El portaaviones USS Abraham Lincoln, con más de cinco mil marineros y miembros de la Infantería de Marina a bordo, atraviesa una crisis interna sin precedentes recientes. Según publica el portal Almayadeen y confirman reportes de Navy Times y Stars and Stripes, durante el actual despliegue se han registrado varios episodios en los que integrantes de la tripulación intentaron saltar por la borda.
El buque acumula alrededor de 250 días consecutivos en el mar, una marca récord para un portaaviones estadounidense en tiempos modernos, y se encuentra ya en su noveno mes de despliegue.
Un despliegue que no termina
El USS Abraham Lincoln zarpó de San Diego el 21 de noviembre de 2025 con una misión inicial orientada al Pacífico. Sin embargo, el portaaviones fue redirigido a Medio Oriente tras el estallido de la guerra entre Estados Unidos, «Israel» e Irán. Desde entonces, la tripulación ha pasado casi todo el tiempo en alta mar. El regreso estaba previsto para mayo, pero el despliegue fue prorrogado en más de una oportunidad debido a la continuidad de las operaciones militares.
Las denuncias por agotamiento, problemas de infraestructura y extensiones sucesivas de la misión se han multiplicado en las últimas semanas.
“Esperaba no despertar al día siguiente”
La preocupación de las familias se hizo sentir en una reunión pública celebrada en San Diego, donde cerca de 200 familiares plantearon sus reclamos directamente ante altos funcionarios de la Armada. Entre los presentes estuvo Hung Cao, secretario interino de la Marina.
Una de las esposas relató durante el encuentro que su marido le había enviado ese mismo día un mensaje en el que decía que esperaba no despertar al día siguiente. Otra mujer afirmó que la Armada había “roto la confianza” entre las familias y sus responsables.
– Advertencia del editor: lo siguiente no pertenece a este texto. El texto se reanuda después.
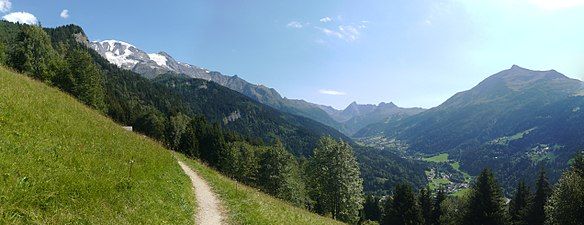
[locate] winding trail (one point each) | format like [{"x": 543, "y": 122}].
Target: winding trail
[{"x": 208, "y": 205}]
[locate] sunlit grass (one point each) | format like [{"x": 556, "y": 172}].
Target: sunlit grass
[
  {"x": 437, "y": 158},
  {"x": 246, "y": 205},
  {"x": 63, "y": 163}
]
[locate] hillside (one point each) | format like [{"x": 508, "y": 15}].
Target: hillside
[
  {"x": 246, "y": 205},
  {"x": 64, "y": 163},
  {"x": 129, "y": 96},
  {"x": 150, "y": 65},
  {"x": 514, "y": 122},
  {"x": 246, "y": 116}
]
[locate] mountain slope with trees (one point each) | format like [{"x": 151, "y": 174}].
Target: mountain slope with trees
[
  {"x": 513, "y": 122},
  {"x": 62, "y": 163}
]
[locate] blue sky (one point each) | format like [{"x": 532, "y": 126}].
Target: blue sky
[{"x": 411, "y": 52}]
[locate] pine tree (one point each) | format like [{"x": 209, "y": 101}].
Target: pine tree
[
  {"x": 486, "y": 203},
  {"x": 248, "y": 162},
  {"x": 177, "y": 126},
  {"x": 336, "y": 185},
  {"x": 151, "y": 123},
  {"x": 519, "y": 205},
  {"x": 566, "y": 204},
  {"x": 403, "y": 209},
  {"x": 33, "y": 54},
  {"x": 2, "y": 54},
  {"x": 425, "y": 201},
  {"x": 536, "y": 214},
  {"x": 87, "y": 79},
  {"x": 189, "y": 141},
  {"x": 437, "y": 208},
  {"x": 371, "y": 208},
  {"x": 279, "y": 175}
]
Deterioro de las condiciones a bordo
El congresista demócrata Mike Levin, de California, describió una combinación de condiciones que agravan el desgaste de la tripulación: “duchas con moho, baños rotos, lavandería fuera de servicio durante semanas, largos períodos sin agua caliente”, además de problemas relacionados con la alimentación y productos básicos de higiene.
“Nunca había sentido tanta adrenalina”
En uno de los incidentes más dramáticos, un marinero de guardia avistó a un compañero preparándose para caer por la borda e intervino a tiempo. Según relató su esposa, María Rodríguez, su marido llamó al marinero antes de alcanzarlo, agarrarlo de los brazos y subirlo a cubierta. Otros tres marineros oyeron el alboroto y corrieron a ayudar.
“Me dijo que nunca había sentido tanta adrenalina en su vida y que estaba muy agradecido de haber podido llegar a tiempo para evitar que el marinero cayera por la borda”, contó Rodríguez, quien precisó que su esposo le narró lo sucedido varios días después. Se desconoce qué ocurrió con el marinero rescatado.
Voces políticas y familiares
El senador Chris Murphy, miembro del Comité de Relaciones Exteriores del Senado, declaró que “la única manera de apoyar a nuestras tropas es poner fin a esta guerra”, en referencia al conflicto con Irán.
Manuel Guevara, cuyo hijo presta servicio a bordo del Lincoln, describió la última conversación que mantuvo con él: lo oyó agotado, desanimado y preocupado. “Que estemos ahí fuera evita que haya guerras en nuestro país, pero es terrible tener a la familia lejos. Hace que el regreso a casa sea mucho más gratificante, pero empieza la incertidumbre de cuándo llegará ese día”, expresó.
Fuentes: Almayadeen, Navy Times, Stars and Stripes.